Bariatric surgery (BS) is clinically and economically superior to medical treatment (MT) for mild obesity among patients with type 2 diabetes mellitus (T2DM), a new Japan study has found.

Researchers conducted a retrospective analysis of real-world data from 238 eligible patients who received MT for their obesity and from 78 who underwent BS. The primary study objective was to compare between-group rates of 1-year remission, defined by glycated haemoglobin (HbA1c <6.5 percent), including considerations for medical and drug treatment costs.

After propensity-score matching, 46 patients in the BS group achieved remission after 1 year, as opposed to only one in the MT arm, with corresponding rates of 59.0 percent and 0.4 percent (p<0.0001).

Baseline HbA1c was 7.9±1.1 percent in BS patients, which dropped to 6.3±1.0 percent after 1 year. In the MT group, HbA1c hardly changed from 7.9±1.4 percent at baseline to 7.9±1.5 percent after 1 year.

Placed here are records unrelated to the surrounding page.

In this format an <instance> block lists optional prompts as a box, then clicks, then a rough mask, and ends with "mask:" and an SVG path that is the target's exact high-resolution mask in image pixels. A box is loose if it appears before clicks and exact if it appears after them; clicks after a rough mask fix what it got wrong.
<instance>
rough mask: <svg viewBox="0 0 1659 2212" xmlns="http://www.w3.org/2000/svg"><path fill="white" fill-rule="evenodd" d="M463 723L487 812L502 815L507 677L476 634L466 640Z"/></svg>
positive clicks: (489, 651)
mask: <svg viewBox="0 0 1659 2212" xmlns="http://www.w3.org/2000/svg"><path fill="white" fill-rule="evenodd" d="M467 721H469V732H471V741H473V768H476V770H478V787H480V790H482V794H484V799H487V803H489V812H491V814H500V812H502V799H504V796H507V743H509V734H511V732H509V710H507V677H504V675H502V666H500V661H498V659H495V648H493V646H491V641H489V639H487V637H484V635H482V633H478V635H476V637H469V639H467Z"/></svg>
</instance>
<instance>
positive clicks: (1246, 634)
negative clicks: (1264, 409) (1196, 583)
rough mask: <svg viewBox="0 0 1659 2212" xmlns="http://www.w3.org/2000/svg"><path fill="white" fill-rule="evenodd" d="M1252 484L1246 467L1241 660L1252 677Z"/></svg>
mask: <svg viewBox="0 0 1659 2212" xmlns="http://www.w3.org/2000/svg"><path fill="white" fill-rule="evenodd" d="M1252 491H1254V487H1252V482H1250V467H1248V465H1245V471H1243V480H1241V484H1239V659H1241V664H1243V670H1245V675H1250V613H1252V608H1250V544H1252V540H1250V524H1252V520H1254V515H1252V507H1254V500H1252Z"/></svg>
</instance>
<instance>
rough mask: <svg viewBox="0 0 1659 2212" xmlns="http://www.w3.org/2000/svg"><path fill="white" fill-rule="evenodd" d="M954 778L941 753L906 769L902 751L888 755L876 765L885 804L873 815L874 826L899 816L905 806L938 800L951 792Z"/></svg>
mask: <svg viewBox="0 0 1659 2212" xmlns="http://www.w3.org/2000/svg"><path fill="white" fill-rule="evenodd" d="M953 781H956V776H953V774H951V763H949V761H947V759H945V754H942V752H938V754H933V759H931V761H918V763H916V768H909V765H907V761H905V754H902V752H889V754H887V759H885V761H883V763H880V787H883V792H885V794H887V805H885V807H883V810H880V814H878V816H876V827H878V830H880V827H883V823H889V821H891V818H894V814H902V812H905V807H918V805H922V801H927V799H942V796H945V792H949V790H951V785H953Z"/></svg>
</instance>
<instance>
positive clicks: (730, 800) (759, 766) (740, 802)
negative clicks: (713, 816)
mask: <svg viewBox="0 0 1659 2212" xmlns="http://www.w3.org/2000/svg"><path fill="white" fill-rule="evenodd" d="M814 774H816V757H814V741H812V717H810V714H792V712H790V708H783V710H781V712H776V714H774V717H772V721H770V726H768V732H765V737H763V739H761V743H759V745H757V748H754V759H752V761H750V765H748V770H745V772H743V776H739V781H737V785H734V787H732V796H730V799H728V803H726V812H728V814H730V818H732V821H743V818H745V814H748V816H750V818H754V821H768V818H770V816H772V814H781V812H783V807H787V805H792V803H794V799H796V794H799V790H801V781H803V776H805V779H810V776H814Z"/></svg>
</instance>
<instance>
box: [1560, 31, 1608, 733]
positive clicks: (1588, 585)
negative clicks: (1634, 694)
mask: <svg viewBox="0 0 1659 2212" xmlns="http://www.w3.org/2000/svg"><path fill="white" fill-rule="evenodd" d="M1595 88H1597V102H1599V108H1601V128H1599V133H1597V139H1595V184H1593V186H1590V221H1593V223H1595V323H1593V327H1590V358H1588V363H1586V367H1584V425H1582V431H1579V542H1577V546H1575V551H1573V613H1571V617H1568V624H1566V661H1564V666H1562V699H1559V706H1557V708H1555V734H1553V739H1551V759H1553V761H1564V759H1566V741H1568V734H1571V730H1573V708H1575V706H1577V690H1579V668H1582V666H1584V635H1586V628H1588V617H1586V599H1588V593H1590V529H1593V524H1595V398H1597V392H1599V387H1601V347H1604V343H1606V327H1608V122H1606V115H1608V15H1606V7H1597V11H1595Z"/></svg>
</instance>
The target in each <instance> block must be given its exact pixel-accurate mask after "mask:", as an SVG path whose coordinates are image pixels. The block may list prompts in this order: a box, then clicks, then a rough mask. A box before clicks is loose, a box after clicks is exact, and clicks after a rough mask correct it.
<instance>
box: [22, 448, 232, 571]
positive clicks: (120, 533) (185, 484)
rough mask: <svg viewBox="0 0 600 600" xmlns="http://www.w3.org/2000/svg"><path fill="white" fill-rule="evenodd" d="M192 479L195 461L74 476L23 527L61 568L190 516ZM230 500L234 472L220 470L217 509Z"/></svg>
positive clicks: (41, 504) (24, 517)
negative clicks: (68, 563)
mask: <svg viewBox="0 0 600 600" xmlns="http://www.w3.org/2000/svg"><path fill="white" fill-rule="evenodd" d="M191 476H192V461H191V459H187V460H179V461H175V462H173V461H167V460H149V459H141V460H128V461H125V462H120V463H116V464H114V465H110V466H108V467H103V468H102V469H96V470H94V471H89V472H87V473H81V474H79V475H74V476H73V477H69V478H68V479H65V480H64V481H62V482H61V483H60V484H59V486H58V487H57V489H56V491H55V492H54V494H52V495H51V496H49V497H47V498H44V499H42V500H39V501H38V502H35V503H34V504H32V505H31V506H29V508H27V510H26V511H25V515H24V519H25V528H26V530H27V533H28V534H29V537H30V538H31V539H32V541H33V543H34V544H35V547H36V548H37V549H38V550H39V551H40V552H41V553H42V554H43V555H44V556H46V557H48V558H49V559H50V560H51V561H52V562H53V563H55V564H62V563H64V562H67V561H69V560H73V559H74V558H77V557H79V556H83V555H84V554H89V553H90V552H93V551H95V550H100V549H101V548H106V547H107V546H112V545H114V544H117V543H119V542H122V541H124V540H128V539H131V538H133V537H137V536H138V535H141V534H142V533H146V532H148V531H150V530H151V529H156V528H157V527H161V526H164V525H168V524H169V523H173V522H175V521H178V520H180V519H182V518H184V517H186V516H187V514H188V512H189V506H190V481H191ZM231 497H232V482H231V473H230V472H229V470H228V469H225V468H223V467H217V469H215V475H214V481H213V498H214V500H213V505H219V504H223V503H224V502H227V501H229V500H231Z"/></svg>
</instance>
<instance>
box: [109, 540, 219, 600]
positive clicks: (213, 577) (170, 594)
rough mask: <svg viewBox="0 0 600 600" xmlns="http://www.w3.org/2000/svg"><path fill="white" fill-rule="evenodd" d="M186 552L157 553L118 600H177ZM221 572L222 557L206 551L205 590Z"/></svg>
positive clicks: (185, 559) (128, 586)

In terms of cost, patients in the BS group were spending a median of USD 70.6, 2.0, and 14.3 monthly on antidiabetic drugs, antihypertensive drugs, and lipid-lowering drugs, respectively, before the intervention. At 1-year postindex, expenditure for all types of medications dropped to USD 0. In the MT group, preintervention monthly costs for the respective treatments were USD 40.9, 2.8, and 1.9, which remained mostly unchanged after 1 year, except for lipid-lowering drugs, whose costs dropped to USD 0.

“Medical costs in this study were limited to the drugs prescribed, which represent a fraction of the total treatment cost of diabetes. A comparison with a broader perspective is needed to investigate the holistic economic impact,” said researchers.